Bernard led over the climb of Fontanezier, but Ineos had already started to up the ante there, and they continued on the ascent of Maurborget immediately afterwards.
Those efforts doomed the break and they also burnt off most of the established sprinters in the peloton, with Mark Cavendish (Astana-Qazaqstan), Fernando Gaviria (Movistar) and Giacomo Nizzolo (Israel-Premier Tech) among those distanced irretrievably on the two-part climb.
Cavendish would later abandon the race with 60km to go, at the same time as Rui Costa (Intermarché-Wanty-Gobert), who had sustained a knee injury on the start ramp of the prologue on Tuesday.
Simon Yates (Jayco-AlUla) had abandoned earlier in the stage, with his team later explaining that he had been beset by stomach problems.
After Ineos’ show of force, EF Education-EasyPost were also to the fore in propelling the reduced peloton, and by the time they crossed the finish line for the first time with 28km to go, it was already clear that a group finish was the most likely outcome.

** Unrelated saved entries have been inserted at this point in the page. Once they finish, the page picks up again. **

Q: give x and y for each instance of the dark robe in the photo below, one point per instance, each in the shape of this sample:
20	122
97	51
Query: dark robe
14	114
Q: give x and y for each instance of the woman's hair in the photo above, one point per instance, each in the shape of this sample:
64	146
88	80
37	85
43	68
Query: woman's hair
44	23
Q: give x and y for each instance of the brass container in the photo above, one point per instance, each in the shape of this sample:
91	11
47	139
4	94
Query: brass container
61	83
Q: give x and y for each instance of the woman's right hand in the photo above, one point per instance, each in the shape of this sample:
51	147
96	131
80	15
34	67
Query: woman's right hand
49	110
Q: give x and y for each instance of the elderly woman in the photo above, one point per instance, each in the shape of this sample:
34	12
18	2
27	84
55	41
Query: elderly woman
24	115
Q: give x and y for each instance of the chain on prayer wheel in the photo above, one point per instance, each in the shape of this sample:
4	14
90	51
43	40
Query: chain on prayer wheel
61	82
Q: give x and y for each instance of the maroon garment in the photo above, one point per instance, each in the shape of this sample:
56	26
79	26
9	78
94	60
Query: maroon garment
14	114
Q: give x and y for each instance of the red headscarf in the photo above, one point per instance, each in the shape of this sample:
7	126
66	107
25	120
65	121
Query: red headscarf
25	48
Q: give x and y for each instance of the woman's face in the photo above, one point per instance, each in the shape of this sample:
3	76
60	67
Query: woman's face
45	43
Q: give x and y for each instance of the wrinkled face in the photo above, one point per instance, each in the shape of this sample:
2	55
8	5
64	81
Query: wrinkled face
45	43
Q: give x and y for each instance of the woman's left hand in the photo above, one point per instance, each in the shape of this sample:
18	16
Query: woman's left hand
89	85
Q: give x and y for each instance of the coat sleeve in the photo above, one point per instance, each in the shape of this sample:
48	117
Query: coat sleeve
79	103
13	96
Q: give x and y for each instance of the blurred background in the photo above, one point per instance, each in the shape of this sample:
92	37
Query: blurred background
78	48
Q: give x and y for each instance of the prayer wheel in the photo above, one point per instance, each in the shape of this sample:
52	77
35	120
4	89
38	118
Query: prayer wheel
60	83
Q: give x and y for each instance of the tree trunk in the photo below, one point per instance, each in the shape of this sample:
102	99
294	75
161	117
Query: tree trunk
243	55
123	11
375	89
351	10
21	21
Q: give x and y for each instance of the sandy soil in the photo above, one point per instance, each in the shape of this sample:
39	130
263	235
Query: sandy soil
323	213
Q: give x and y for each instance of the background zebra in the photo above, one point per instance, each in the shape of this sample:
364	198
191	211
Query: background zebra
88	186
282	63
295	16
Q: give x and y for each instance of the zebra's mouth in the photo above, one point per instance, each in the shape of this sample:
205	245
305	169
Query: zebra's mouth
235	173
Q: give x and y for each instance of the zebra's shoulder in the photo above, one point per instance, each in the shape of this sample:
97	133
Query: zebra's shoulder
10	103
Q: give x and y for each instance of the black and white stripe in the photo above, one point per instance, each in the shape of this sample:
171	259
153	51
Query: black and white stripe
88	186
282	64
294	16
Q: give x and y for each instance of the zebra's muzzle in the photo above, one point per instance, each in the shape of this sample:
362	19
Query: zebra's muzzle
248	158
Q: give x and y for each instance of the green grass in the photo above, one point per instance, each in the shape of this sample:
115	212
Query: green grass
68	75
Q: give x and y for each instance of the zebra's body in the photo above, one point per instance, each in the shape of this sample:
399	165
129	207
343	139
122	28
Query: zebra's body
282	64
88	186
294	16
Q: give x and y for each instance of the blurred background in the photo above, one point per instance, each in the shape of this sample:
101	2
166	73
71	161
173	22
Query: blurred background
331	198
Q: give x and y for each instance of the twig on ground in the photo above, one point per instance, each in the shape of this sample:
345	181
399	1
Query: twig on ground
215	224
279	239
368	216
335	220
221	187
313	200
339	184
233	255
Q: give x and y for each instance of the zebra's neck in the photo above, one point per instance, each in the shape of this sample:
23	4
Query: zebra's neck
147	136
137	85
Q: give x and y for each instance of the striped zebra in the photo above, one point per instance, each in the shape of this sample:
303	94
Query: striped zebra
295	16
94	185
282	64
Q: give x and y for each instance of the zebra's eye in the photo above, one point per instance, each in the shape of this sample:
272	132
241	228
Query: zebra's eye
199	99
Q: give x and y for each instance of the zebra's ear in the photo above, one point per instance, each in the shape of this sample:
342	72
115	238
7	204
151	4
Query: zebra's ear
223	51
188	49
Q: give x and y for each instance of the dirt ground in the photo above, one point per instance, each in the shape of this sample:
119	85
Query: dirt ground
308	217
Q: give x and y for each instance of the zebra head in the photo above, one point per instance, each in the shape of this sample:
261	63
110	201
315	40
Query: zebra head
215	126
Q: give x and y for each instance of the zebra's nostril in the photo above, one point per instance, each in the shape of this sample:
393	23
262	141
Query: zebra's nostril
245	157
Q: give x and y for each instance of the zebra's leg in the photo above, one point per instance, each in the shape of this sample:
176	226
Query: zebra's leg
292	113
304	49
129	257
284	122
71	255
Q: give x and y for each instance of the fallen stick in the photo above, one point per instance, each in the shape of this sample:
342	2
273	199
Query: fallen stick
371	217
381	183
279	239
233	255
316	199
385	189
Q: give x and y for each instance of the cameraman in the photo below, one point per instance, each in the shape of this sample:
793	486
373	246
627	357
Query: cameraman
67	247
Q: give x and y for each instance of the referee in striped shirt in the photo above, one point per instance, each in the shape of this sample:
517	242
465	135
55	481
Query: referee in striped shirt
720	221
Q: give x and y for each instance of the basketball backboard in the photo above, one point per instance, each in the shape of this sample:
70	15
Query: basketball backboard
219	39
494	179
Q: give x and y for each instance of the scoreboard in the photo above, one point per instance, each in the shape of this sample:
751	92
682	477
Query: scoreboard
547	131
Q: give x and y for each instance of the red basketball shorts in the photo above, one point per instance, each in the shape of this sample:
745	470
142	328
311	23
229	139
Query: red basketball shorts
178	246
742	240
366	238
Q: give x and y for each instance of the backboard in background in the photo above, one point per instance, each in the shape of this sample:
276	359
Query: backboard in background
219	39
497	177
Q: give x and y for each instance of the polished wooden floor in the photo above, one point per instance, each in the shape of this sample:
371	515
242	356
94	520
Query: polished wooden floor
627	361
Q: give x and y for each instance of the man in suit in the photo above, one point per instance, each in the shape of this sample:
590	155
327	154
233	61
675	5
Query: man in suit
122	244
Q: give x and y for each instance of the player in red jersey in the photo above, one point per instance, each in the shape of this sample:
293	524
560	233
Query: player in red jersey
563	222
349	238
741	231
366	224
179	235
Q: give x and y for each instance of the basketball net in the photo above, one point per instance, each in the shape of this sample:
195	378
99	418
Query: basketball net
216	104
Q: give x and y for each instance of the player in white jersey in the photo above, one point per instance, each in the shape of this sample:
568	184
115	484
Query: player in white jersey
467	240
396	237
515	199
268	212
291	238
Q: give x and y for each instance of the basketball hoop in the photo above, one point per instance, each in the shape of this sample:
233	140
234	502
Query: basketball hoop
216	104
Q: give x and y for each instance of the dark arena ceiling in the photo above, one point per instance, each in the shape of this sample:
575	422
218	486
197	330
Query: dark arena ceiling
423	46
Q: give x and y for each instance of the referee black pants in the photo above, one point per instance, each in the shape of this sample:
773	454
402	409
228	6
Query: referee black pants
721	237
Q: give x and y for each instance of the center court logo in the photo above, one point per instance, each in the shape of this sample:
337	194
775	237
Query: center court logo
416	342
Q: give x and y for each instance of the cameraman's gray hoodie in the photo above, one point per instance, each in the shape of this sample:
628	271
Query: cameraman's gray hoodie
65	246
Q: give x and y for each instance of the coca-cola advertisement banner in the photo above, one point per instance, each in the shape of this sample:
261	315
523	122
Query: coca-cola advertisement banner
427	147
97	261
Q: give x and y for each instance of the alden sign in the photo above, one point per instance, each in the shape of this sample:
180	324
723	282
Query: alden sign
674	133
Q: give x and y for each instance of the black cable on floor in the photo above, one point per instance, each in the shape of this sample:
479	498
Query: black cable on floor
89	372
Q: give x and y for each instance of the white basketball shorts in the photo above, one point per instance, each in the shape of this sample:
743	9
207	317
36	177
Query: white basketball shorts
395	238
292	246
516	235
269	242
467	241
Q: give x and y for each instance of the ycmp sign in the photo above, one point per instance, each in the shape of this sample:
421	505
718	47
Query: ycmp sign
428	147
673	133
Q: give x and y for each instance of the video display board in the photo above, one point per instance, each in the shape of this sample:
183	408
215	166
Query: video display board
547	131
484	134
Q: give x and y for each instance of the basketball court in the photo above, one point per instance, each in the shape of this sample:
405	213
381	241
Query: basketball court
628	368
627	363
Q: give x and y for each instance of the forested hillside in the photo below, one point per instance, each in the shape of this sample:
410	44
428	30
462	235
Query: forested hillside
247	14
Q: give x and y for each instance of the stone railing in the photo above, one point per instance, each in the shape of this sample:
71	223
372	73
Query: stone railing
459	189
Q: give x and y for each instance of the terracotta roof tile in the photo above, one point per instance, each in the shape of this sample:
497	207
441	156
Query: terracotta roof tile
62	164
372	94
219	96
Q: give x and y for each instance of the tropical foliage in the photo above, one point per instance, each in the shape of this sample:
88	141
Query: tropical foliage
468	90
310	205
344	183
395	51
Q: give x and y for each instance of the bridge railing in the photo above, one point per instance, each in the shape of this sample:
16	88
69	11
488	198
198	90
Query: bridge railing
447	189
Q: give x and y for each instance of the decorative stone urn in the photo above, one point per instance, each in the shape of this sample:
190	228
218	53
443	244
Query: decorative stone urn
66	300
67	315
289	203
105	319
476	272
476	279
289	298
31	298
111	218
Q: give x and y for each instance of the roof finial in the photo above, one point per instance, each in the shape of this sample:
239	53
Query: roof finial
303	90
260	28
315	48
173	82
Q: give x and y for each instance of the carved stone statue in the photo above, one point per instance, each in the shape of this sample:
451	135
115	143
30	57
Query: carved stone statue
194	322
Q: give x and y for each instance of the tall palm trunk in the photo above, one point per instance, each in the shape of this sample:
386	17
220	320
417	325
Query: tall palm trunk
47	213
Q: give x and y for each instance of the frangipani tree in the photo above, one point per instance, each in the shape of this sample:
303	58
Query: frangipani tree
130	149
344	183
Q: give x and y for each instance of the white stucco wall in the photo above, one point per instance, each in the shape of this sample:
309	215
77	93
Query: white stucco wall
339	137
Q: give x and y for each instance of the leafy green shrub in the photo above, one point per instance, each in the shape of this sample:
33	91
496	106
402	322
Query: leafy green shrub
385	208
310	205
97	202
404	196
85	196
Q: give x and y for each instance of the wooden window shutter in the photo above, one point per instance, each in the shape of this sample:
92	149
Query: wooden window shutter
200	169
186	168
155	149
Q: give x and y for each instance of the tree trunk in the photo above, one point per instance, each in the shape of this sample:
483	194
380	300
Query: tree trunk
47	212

The drama instead came at the rear of the race, where the gruppetto of sprinters briefly took a wrong turning on the finishing circuit. Out in front, meanwhile, Foss went on his futile hunt for bonus seconds, while Remi Cavagna also threatened to slip clear in the closing kilometres.
The yellow jersey Cerny later led into the final 2km for Soudal-QuickStep, while Casper Pedersen served as last man for Vernon, guiding the Briton into position for the inevitable sprint.
“Tomorrow is hard, so I’m not sure if I can keep the jersey,” Vernon said. “But anything is possible. I had good legs today, so we’ll see what the legs are like tomorrow. If not me, then we’ll try for someone else from the team.”